Unfortunately, I don not have access to Mac machines to test this.
Hey, Thanks for your reply — it helped me realize I should look into the differences between Mac and Linux environments. After a quick search online, I figured out what was causing the issue and managed to get much better response times. So the task can be considered done now.
For anyone facing a similar problem, here are the details:
It turns out that the TCP stack probably works differently on Mac than it does on Linux. The strange delays weren’t caused by bad code, but by the Nagle algorithm. To prevent these delays, you need to use the NO_DELAY option on the socket.

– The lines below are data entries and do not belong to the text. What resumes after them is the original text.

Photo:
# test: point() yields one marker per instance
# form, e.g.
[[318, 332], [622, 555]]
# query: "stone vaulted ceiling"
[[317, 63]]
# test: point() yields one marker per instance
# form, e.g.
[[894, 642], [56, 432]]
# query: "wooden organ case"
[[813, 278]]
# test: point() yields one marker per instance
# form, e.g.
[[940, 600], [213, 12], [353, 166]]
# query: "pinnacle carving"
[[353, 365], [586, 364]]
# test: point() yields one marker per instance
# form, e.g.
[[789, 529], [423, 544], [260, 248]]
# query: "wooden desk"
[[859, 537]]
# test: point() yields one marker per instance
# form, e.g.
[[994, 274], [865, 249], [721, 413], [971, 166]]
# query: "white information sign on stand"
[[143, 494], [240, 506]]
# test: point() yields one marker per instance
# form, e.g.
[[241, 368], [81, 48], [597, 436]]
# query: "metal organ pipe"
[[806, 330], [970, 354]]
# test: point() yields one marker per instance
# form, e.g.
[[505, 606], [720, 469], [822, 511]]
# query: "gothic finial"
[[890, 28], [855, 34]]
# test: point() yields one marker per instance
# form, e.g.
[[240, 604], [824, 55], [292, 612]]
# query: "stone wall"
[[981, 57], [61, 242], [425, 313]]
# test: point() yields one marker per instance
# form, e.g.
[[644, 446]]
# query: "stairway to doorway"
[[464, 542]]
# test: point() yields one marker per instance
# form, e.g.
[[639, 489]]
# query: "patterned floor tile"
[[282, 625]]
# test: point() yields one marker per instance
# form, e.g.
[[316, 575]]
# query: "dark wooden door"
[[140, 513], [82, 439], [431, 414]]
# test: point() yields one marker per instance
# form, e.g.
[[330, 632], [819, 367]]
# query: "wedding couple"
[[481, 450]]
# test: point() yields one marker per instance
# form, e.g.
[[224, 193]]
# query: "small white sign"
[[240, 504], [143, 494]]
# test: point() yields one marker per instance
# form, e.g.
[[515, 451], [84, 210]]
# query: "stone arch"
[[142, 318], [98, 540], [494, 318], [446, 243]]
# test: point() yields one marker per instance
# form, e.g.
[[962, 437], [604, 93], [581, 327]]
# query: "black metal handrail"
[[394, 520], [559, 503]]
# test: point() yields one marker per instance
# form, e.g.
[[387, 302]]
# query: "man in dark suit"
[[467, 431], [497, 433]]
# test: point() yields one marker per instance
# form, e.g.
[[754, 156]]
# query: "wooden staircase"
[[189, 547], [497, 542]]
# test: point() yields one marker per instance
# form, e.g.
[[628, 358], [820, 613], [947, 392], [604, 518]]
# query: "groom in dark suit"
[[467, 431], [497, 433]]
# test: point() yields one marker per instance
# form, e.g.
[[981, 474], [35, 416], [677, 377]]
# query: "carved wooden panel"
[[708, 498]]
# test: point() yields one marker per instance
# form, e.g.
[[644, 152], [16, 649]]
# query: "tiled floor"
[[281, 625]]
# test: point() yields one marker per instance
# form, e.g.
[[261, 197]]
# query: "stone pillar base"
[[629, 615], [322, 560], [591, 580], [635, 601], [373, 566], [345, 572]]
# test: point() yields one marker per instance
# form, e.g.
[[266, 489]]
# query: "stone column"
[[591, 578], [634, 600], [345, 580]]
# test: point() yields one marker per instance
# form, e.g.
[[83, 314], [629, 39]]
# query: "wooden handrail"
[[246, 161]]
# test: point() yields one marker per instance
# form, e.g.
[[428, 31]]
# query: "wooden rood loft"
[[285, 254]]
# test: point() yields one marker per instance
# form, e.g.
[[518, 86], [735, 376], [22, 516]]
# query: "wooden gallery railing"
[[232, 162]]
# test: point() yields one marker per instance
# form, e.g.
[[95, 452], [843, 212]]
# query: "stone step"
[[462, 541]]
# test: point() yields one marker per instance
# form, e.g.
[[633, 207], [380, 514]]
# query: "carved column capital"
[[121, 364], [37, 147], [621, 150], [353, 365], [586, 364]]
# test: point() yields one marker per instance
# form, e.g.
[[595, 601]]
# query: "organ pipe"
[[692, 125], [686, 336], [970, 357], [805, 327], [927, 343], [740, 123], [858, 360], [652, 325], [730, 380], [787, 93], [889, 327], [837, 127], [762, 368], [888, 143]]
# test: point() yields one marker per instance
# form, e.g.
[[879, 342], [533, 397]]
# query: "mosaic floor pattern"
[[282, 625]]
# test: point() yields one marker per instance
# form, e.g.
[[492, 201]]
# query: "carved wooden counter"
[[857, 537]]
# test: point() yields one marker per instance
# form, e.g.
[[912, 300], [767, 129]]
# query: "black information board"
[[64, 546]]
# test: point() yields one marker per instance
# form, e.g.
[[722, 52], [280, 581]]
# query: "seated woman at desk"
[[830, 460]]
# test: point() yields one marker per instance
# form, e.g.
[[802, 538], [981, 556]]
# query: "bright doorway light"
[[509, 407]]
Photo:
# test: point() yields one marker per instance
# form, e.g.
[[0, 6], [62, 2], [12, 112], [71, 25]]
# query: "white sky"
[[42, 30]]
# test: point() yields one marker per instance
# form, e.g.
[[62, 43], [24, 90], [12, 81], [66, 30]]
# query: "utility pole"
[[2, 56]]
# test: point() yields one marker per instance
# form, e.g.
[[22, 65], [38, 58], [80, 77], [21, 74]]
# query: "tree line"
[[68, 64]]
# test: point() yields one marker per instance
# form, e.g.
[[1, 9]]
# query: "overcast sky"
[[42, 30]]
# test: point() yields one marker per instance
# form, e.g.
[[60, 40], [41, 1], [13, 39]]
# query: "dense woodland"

You can easily do this by adding BindContext in the expose function:
$server = new SocketHttpServer(...);
$server->expose("0.0.0.0:1337", (new Socket\BindContext())->withTcpNoDelay());
result with NO_DELAY set to true
Running 10s test @ http://127.0.0.1:1337/
1 threads and 1 connections
Thread Stats Avg Stdev Max +/- Stdev
Latency 43.05us 15.01us 1.06ms 97.45%
Req/Sec 23.32k 1.10k 24.43k 88.12%
Latency Distribution
50% 41.00us
75% 43.00us
90% 51.00us
99% 71.00us
234375 requests in 10.10s, 43.81MB read
Requests/sec: 23205.99
Transfer/sec: 4.34MB
result with default settings
Running 10s test @ http://127.0.0.1:1337/
1 threads and 1 connections
Thread Stats Avg Stdev Max +/- Stdev
Latency 40.92ms 2.15ms 43.66ms 99.18%
Req/Sec 24.44 5.04 30.00 51.00%
Latency Distribution
50% 41.01ms
75% 41.10ms
90% 41.19ms
99% 42.11ms
245 requests in 10.03s, 47.06KB read
Requests/sec: 24.42
Transfer/sec: 4.69KB
The only thing that could be added is perhaps a small mention in the documentation that such a situation may occur.
Nagle has reared his head to ruined some benchmarks before. Real-world applications won't be as affected I think. Perhaps even benefit.
Perhaps the best thing to do would be to enable it in the examples with a comment as to why and add a note about it in the readme.